HYPERXITE POD VII
STATIC STRUCTURES
Static Structures develops the chassis, or the mainframe of the Hyperloop pod, with a focus on modularity so that all Pod’s components can be securely mounted. The chassis is built using aluminum extrusions that are connected by corner brackets; aluminum provides a lightweight frame without compromising on structural integrity. Components from the other subsystems were created on SolidWorks and have been integrated into the chassis. Mechanical simulations have been run on the integrated chassis to ensure there is stability of the pod throughout the run and space efficiency with all components onboard. A carbon fiber fairing is placed on top of the chassis to minimize aerodynamic drag,sustain the pod’s velocity for greater lengths, and lower overall power consumption. Static Structures is currently developing and refining the carbon fiber fairing for the pod to have an aerodynamic drag coefficient of approximately 0.25.
DYNAMIC SYSTEMS
The Dynamic Systems subteam is responsible for designing and optimizing the suspension and propulsion systems on the pod, ensuring that it will remain stable despite perturbations encountered on the I-beam track. This subteam uses dynamic simulations in Simulink to source springs and dampers that will yield optimal vibrational responses when faced with a deflection. Additionally, this subteam has developed a pod trajectory simulator in Python, capable of taking motor parameters as inputs to calculate the ideal position to begin braking given a fixed track length. This trajectory simulator was used to source a motor with specifications that would yield the highest top speed on a track length of 300ft.
BRAKING
The braking system is a pneumatically-actuated, friction braking system that can apply up to 2G of braking force. This year, the braking system is developing our first fiction-based fail-safe in the case of pneumatic failure and will bring the Pod to a complete stop regardless of its current state.

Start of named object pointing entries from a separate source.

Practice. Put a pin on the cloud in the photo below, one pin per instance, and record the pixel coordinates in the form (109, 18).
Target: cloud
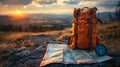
(108, 3)
(46, 2)
(15, 2)
(72, 2)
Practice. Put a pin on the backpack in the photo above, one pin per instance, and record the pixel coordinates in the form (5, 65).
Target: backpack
(84, 28)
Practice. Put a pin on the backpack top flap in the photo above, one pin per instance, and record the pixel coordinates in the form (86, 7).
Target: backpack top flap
(85, 13)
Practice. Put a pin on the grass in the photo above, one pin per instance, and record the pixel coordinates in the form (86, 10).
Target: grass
(109, 34)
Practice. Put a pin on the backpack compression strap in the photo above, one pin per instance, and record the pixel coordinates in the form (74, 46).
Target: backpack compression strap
(90, 29)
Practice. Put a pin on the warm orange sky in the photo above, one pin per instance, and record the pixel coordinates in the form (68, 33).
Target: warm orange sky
(54, 6)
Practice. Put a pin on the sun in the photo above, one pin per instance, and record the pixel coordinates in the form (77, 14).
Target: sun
(19, 12)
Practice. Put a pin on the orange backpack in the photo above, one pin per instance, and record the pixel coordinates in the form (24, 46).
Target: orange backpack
(84, 28)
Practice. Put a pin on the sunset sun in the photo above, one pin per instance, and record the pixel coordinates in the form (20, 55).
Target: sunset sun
(18, 12)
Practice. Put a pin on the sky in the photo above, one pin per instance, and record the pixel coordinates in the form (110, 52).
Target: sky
(54, 6)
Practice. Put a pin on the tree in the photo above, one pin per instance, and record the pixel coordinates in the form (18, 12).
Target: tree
(117, 12)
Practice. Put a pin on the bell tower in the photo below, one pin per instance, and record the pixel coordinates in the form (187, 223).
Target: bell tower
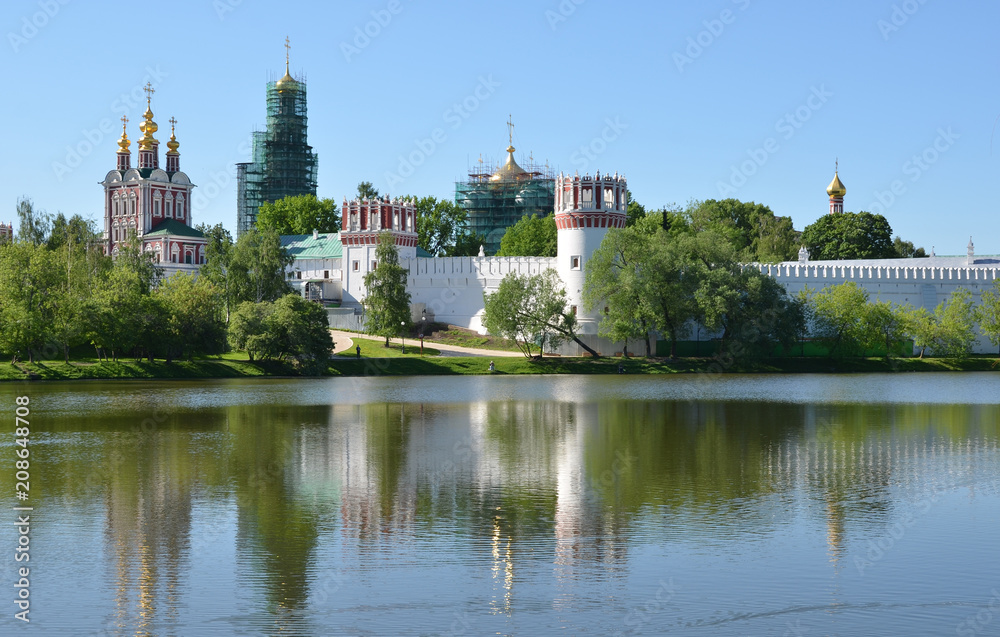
(586, 207)
(836, 190)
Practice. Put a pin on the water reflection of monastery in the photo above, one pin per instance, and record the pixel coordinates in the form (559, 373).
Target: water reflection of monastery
(525, 485)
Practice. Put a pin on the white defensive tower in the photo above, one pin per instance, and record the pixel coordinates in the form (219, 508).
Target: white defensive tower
(585, 208)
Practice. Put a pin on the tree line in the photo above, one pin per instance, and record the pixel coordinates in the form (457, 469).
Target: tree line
(59, 291)
(673, 273)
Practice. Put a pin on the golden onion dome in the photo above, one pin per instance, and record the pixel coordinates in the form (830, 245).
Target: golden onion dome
(836, 187)
(510, 170)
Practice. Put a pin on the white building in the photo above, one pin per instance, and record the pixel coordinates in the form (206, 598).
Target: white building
(450, 289)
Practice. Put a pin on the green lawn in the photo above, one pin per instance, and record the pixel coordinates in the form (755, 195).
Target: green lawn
(377, 349)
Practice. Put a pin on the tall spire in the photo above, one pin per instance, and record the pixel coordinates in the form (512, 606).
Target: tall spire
(123, 142)
(173, 157)
(124, 154)
(286, 81)
(148, 127)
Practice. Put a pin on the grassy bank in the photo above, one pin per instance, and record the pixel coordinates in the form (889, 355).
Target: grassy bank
(237, 366)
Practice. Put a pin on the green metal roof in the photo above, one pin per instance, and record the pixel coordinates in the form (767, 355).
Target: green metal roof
(173, 228)
(303, 246)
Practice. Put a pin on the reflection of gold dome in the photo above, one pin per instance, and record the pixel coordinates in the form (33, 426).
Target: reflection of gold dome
(836, 187)
(510, 170)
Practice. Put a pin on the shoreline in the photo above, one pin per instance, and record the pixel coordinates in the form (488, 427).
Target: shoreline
(342, 366)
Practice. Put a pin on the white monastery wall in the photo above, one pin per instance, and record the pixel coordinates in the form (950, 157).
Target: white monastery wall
(451, 289)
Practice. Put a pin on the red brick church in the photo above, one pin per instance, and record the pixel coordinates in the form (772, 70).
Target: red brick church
(150, 202)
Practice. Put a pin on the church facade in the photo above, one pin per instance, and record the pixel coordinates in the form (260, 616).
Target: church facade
(151, 202)
(450, 289)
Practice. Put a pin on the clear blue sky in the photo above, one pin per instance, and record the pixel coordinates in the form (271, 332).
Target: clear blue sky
(688, 100)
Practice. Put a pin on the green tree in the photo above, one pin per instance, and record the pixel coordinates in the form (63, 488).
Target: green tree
(218, 261)
(839, 314)
(614, 281)
(301, 330)
(849, 235)
(81, 265)
(776, 240)
(257, 267)
(249, 329)
(367, 191)
(921, 326)
(751, 228)
(529, 309)
(193, 309)
(29, 281)
(76, 230)
(387, 305)
(33, 225)
(752, 310)
(988, 313)
(905, 249)
(884, 326)
(634, 210)
(956, 325)
(443, 227)
(299, 215)
(532, 236)
(670, 279)
(122, 309)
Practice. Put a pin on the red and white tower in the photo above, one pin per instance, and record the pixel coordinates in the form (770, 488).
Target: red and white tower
(363, 221)
(151, 203)
(836, 190)
(586, 207)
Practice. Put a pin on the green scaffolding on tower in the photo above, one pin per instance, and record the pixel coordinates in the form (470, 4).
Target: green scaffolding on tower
(282, 161)
(496, 197)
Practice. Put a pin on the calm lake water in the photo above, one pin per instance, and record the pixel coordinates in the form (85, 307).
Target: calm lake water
(612, 505)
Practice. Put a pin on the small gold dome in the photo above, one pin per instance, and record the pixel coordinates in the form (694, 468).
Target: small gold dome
(510, 170)
(836, 187)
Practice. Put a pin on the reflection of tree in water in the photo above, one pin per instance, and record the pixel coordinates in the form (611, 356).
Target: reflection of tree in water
(147, 525)
(276, 528)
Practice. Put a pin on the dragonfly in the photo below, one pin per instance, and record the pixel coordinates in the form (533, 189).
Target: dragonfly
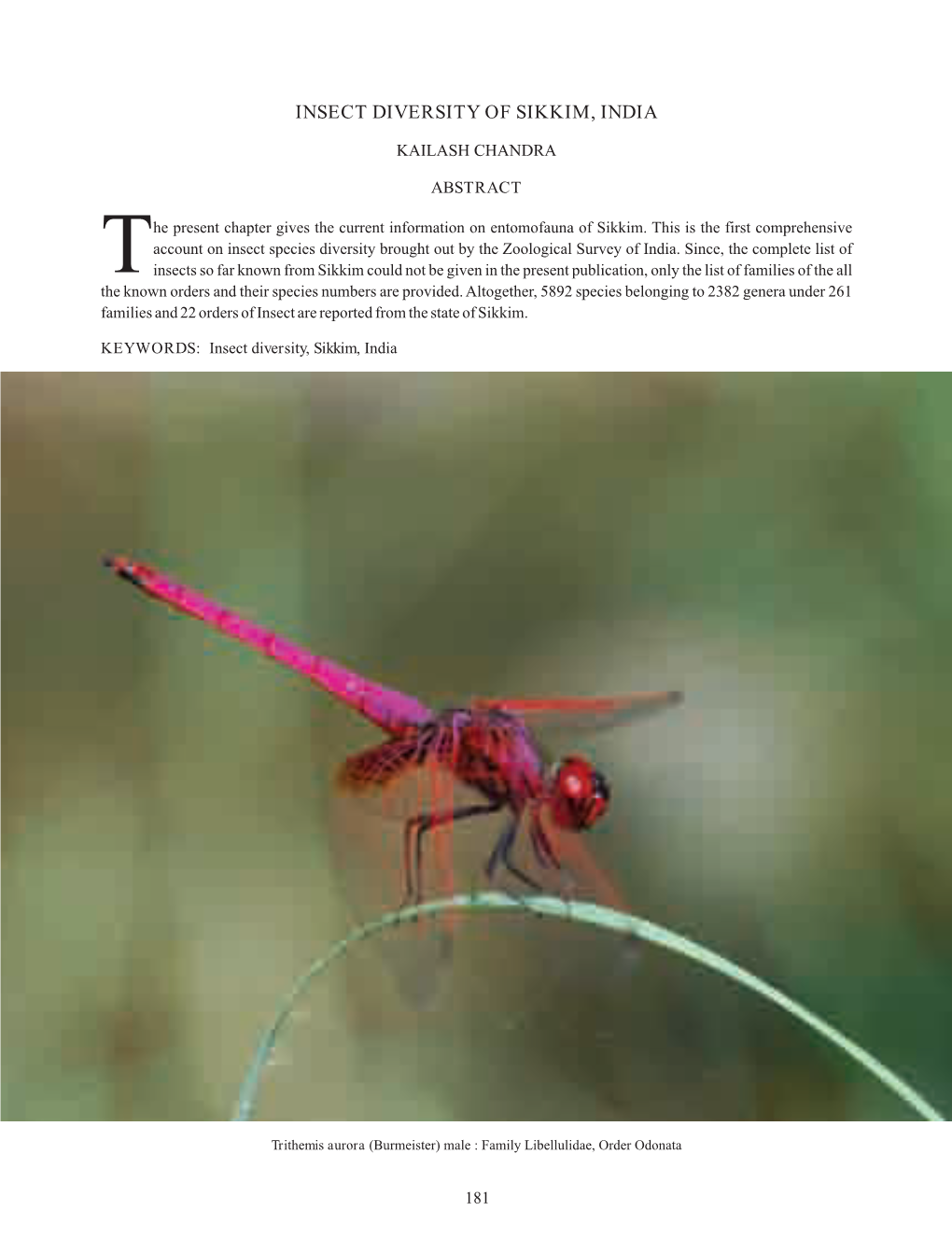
(489, 746)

One innovation from the braking subsystem is the failsafe. This is the first year where we will have a fail-safe friction-based braking system. A failsafe is a mechanism that ensures that the braking system will always generate braking force. Past designs relied on an air supply to generate the braking system. This year we will be using gas springs to generate the braking force which allows the braking system to "fail safely". Some of the work that we are doing behind the scenes is developing a braking test rig that will help us validate our design and manufacturing the braking subsystem.
PNEUMATICS
The pneumatics system utilizes an electronic pressure regulator to step down pressurized air stored in an air tank. The electronic pressure regulator is composed of a pressure transducer that directly interfaces with a control valve to establish closed-loop pressure control and utilizes feedback control to account for any pressure fluctuations and adjust the downstream pressure accordingly. A braking test rig will be used to test the functionality of the pneumatics system and test that the system functions in the event of rapid pressure depletion.
POWER SYSTEMS
It is the responsibility of Power Systems to design, generate, and verify an electrical system that allows for the powering and inter-communication of all electronic components on the pod. This is implemented through two main sub-systems: the Low Voltage System (LVS) and the High Voltage System (HVS). The LVS is responsible for powering and controlling all low-power components on the pod including sensors, relays, micro-computers, etc. The principal component within the LVS is a central printed circuit board (PCB) which holds the protective circuitry and all other low-powered components within the pod. This minimizes debugging time as well as simplifies the connection of various components. The HVS’s main purpose is to power the pod’s motors and motor controllers using high voltage batteries. Safety features such as a dedicated pre-charge protective circuit and manual disconnect switch will be present in the HVS to allow for the safe operation of sensitive components as well as mitigate risks posed to students while working on the pod.
CONTROL SYSTEMS
The Control Systems subteam monitors the state of the Pod and its components with various sensors. They use Ubiquiti Rocket M900s to set up a wireless TCP/IP communication between the Host computer and the pod. This network sends information about the state of the pod to the host computer, and the host computer can send commands to the pod to execute (brake, start-stop, etc). Additionally, three pressure transducers gauge the PSI levels in the base station and inform the host computer if the pod is going to a low-pressure state or a high-pressure state. If the air pressure in the pod is not within a certain acceptable range, the host computer can be notified and the pod can be brought to a halt immediately due to safety concerns. A CANdapter interfaces the Orion BMS 2 with the Raspberry Pi so the Raspberry Pi can consolidate useful information about the battery (pack current, temperature, pack voltage, etc.) and send it to the host computer.
RESEARCH & DEVELOPMENT
Research & Development is working on HyperXite's next generation pod propulsion system. HyperXite’s pods have historically used various types of rotary motors for wheel-based propulsion; our sub-team aims to develop HyperXite’s first linear induction motor, as this is a critical technology to achieve the speed and efficiency envisioned by the Hyperloop concept.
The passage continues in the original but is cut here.